“We as consumers have lost sight of its cost to the planet.”
Scilla Elworthy Ph.D., Councillor of the World Future Council and founder of the Oxford Research Group and Peace Direct, was the one of the first women to publish a report on female genital mutilation that led to the World Health Organization campaign to eradicate the practice. Three-time nominee for the Nobel Peace Prize, she recently published her latest book “Pioneering the Possible – Awakened Leadership for a World that works” and is certain that a different future for all of humanity is possible, if humans wake up.
Roma Rajpal Weiß from DW-Women Talk Online talked to Elworthy, a keynote speaker at the Global Media Forum 2015, about the urgent need to create awareness about the cost of our consumerism on the planet. How is our consumption posing a challenge to our planet?
Scilla Elworthy: At the moment the way that consumption is working is that people don’t appreciate when they want to buy something new that it comes with a very severe cost to the planet. I think it is something extraordinary that 90 percent of raw materials used in the manufacturing process become waste before the product even leaves the factory.
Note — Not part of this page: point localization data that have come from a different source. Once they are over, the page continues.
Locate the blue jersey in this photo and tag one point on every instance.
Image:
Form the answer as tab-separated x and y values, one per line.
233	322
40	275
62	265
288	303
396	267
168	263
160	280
So this is really suicidal for the planet that we are wasting all these resources and making things that people don’t even keep because 80 percent of the products are thrown away within the first 6 months of purchase. And you think of this particularly with plastic toys that children don’t even care about anymore. So, we have got ourselves in a situation where we have lost sight of the cost to the planet of what we consume.
DW: What needs to be done so we put a break to this consumerist culture that has engulfed us and that media is in a way encouraging?
One thing that women can do is teach their children that they don’t need to have every fashion and fad, that it is probably valuable to get your nourishment and sense of self from being in nature, from being good at sports or playing with animals, all the things that have traditionally nourished human beings, growing vegetable for example, you don’t need to go shopping all the time. Mothers can have a really big influence on the choices that their families make, especially in the supermarket by saying ‘No, we don’t need that’. We are not going to spend our money on that instead we will spend it on going to the Zoo or going horse-riding, or whatever we can afford, but not buying more plastic trash.
DW: How can women help slowdown the process of climate change?
The first step that women can take is find out more about their energy consumption choices, for example, in many parts of Africa instead of kerosene lamps and stoves people are changing to solar. So, it is now possible to get a solar light that you can take with you, it won’t get stolen because you can attach it to your hand and you can charge it during the day, at night you can study with it without needing a torch that would need battery or a kerosene lamp. Likewise, the technology for certain stoves is moving ahead very fast. So, if you are member of a women’s organization, you can do a lot, say, by helping people in your community make informed choices about the way we choose to travel, whether we use public transport or use a private vehicle, very big choice for the whole environment. We have set a very bad example in the West by making everybody think that each person has to have a motorcar. It’s ridiculous, especially now that so many more public transport vehicles are driven by hydrogen or solar. Particularly in Asia, it is stunning to me that there isn’t more use of the sun.
I feel that particularly the younger generation have so much brilliant access to information and facts and they can spread it. This kind of information is so easy for them to spread on social media. I think women have a particular role in that. It strikes me in our organization Rising Women, Rising World that women are particularly more alert what is happening to our planet.